Dünya gazetesi yazarı Prof. Dr. Deniz Ülke Kaynak, kaleme aldığı son köşe yazısında Türkiye-İsrail ilişkilerinin tarihsel gelişimini ve günümüzdeki gergin atmosferini değerlendirdi. Kaynak, İsrail'in 1948'deki kuruluşuyla başlayan sürecin, Ortadoğu’da yeni ve zorlayıcı bir dönemin başlangıcı olduğunu belirtti.

İsrail Devleti'nin kuruluşu 14 Mayıs 1948’de David Ben Gurion tarafından ilan edildi ve dakikalar içinde ABD tarafından fiilen tanındı. Prof. Dr. Kaynak, bu sürecin, İkinci Dünya Savaşı sonrası kurulan iki kutuplu dünya düzeniyle şekillenen güvenlik temelli bir ruh haliyle örtüştüğüne dikkat çekti. ABD Başkanı Truman’ın, Yahudilerin tarihsel mağduriyetlerine karşılık bir devlet sahibi olmaları gerektiği yönündeki açık tutumunun da bu süreci hızlandırdığını vurguladı.

Türkiye’nin erken tanıma kararı ve ittifak politikaları

Türkiye’nin, İsrail’i tanıyan ilk Müslüman ülke olarak 1949’da attığı adımın, bölge siyaseti açısından önemli bir dönüm noktası olduğuna değinen Kaynak, İsmet İnönü liderliğindeki Ankara’nın bu tercihle Batı bloğuna entegrasyon sürecine katkı sağladığını belirtti.

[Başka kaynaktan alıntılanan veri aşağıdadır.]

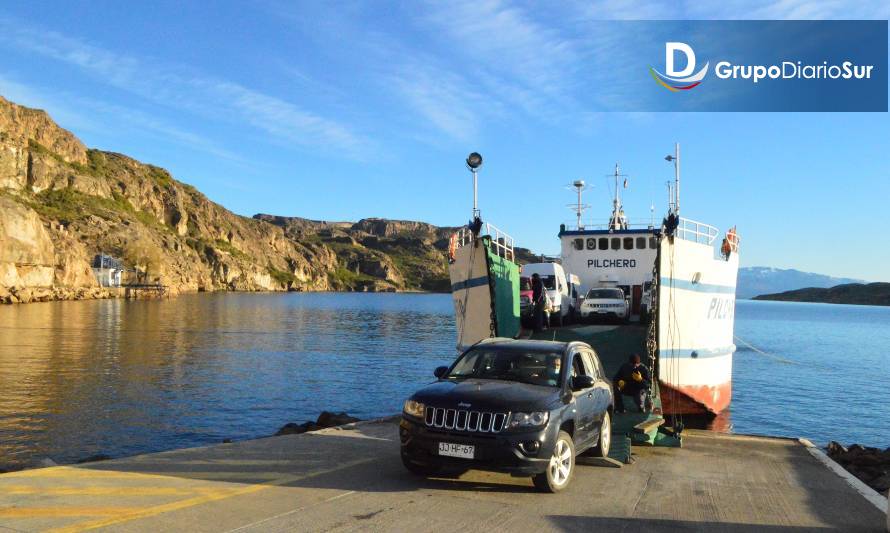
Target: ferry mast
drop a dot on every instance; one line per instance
(618, 221)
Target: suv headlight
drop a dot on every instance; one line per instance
(537, 418)
(413, 408)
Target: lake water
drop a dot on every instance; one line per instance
(121, 377)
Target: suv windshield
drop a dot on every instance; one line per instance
(535, 368)
(610, 294)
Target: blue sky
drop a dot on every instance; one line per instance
(344, 110)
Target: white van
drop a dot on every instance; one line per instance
(558, 292)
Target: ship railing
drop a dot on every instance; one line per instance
(603, 224)
(699, 232)
(499, 242)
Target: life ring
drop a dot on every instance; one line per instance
(452, 247)
(726, 248)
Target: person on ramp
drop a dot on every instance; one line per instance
(632, 380)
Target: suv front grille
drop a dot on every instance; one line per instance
(464, 420)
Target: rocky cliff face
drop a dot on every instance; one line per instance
(62, 203)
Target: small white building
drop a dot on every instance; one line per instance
(108, 270)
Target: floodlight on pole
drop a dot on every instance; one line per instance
(675, 159)
(474, 161)
(579, 207)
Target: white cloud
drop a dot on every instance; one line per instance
(167, 85)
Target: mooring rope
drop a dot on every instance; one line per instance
(767, 354)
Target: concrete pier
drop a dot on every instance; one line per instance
(351, 478)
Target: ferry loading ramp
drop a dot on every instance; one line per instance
(351, 478)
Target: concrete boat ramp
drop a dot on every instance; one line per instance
(351, 478)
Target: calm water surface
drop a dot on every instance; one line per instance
(123, 377)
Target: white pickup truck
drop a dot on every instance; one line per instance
(605, 303)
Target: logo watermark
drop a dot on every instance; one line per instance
(682, 80)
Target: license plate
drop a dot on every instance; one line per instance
(463, 451)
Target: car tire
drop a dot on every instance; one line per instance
(419, 470)
(604, 442)
(560, 468)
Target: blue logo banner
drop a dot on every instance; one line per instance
(739, 65)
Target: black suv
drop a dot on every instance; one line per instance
(522, 407)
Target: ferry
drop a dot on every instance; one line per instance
(679, 279)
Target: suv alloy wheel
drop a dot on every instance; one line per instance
(561, 467)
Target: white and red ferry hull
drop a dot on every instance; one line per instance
(696, 313)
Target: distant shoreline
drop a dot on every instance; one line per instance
(875, 294)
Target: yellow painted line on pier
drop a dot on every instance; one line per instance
(222, 494)
(21, 490)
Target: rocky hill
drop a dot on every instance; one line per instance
(62, 203)
(767, 280)
(850, 293)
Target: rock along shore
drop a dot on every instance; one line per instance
(870, 465)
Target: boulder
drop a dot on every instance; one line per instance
(292, 428)
(327, 419)
(94, 458)
(835, 449)
(871, 465)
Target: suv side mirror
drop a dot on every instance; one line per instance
(582, 382)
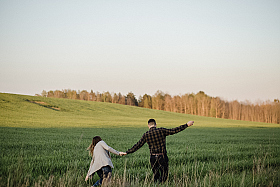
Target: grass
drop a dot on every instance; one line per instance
(43, 146)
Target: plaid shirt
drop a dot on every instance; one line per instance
(156, 139)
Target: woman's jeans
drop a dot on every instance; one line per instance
(104, 173)
(159, 164)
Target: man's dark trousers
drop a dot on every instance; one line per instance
(159, 164)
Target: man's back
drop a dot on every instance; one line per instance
(156, 139)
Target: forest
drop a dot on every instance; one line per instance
(195, 104)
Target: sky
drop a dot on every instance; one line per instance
(228, 49)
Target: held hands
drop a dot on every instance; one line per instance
(122, 153)
(190, 123)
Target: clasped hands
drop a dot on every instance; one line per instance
(122, 153)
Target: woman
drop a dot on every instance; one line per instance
(101, 160)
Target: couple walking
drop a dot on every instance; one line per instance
(156, 139)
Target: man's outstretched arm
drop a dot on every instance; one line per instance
(178, 129)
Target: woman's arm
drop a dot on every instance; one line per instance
(108, 148)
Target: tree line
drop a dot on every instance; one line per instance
(196, 104)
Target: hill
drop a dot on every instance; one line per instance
(41, 112)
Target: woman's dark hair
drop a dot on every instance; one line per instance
(95, 140)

1996 yılında Refahyol hükümeti döneminde Necmettin Erbakan ile İsrail Başbakanı Benjamin Netanyahu arasında imzalanan savunma ve askeri işbirliği anlaşmaları ise Kaynak’a göre bölgede Camp David’den bu yana atılan en önemli stratejik işbirliği adımlarından biriydi. Alan Makovsky'nin Türkiye ve İsrail’i “Ortadoğu coğrafyasındaki öteki” olarak tanımlamasına da yer veren yazıda, her iki ülkenin bölgeye ait olamama hissiyle tanımlandığı ifade edildi.

Gazze sonrası yeni çatışma dinamikleri

Kaynak, 7 Ekim sonrası İsrail’in Gazze odaklı başlattığı askeri operasyonların, bölgesel istikrarı tehdit edecek boyutlara ulaştığını kaydetti. ABD’nin siyasi desteğiyle hareket eden İsrail’in, Gazze’nin yanı sıra Lübnan, Yemen ve Suriye’deki cepheleri de aktif hale getirdiğini belirten Kaynak, özellikle Suriye’deki saldırıların Türkiye için stratejik bir zorluk oluşturduğunu ifade etti.

Savaş sonrası toparlanma sürecinde olan Suriye’de, Türkiye’nin desteklediği yeni yapılanmaların hedef alınmasının, Ankara ile Tel Aviv arasında yeni bir gerilim alanı yarattığını belirten Kaynak, bu durumun iki ülke arasında “sıcak çatışma olur mu?” sorusunu gündeme getirdiğini aktardı. Kaynak’a göre, çatışma olasılığı düşük görünse de tamamen göz ardı edilemez.

Algılar ve güvenlik söylemleri çatışmayı tetikliyor

İsrail-Türkiye ilişkilerini belirleyen faktörlerin yalnızca jeopolitik çıkarlarla sınırlı olmadığını belirten Kaynak, psikolojik algıların da belirleyici rol oynadığını dile getirdi. Her iki ülkenin birbirini birincil güvenlik tehdidi olarak çerçevelemeye başladığını vurgulayan Kaynak, bu durumun kolektif hafıza, inanç sistemleri ve tarihsel yükler üzerinden şekillendiğini ifade etti.

Türkiye’nin Filistin konusundaki net tavrının ve kamuoyundaki güçlü duygusal yatırımın da bu gerilimi beslediğini kaydeden Kaynak, İsrail’in Filistin’e yönelik saldırgan politikalarının uluslararası imajını ciddi biçimde zedelediğini belirtti. Netanyahu’nun savaş suçlusu olarak anılmasına karşın, İsrail yönetiminin Türkiye Cumhurbaşkanı Erdoğan’ı otoriterlik ve anti-demokratik uygulamalarla suçladığını hatırlattı.

Adalet arayışı iç ve dış politikada bütünlük gerektiriyor

Kaynak, Türkiye’nin dış politikada üstlendiği “ahlaki duruş” ve “adalet savunucusu” rolünün, iç politikada da benzer bir hassasiyetle sürdürülmesi gerektiğini vurguladı. Filistin meselesinin, Türkiye’de sadece dış politik bir konu değil, aynı zamanda toplumun vicdanında bir “ahlaki sınav” olarak konumlandığını belirtti. Bu nedenle, hem içeride hem dışarıda tutarlı bir adalet söyleminin önem taşıdığına dikkat çekti.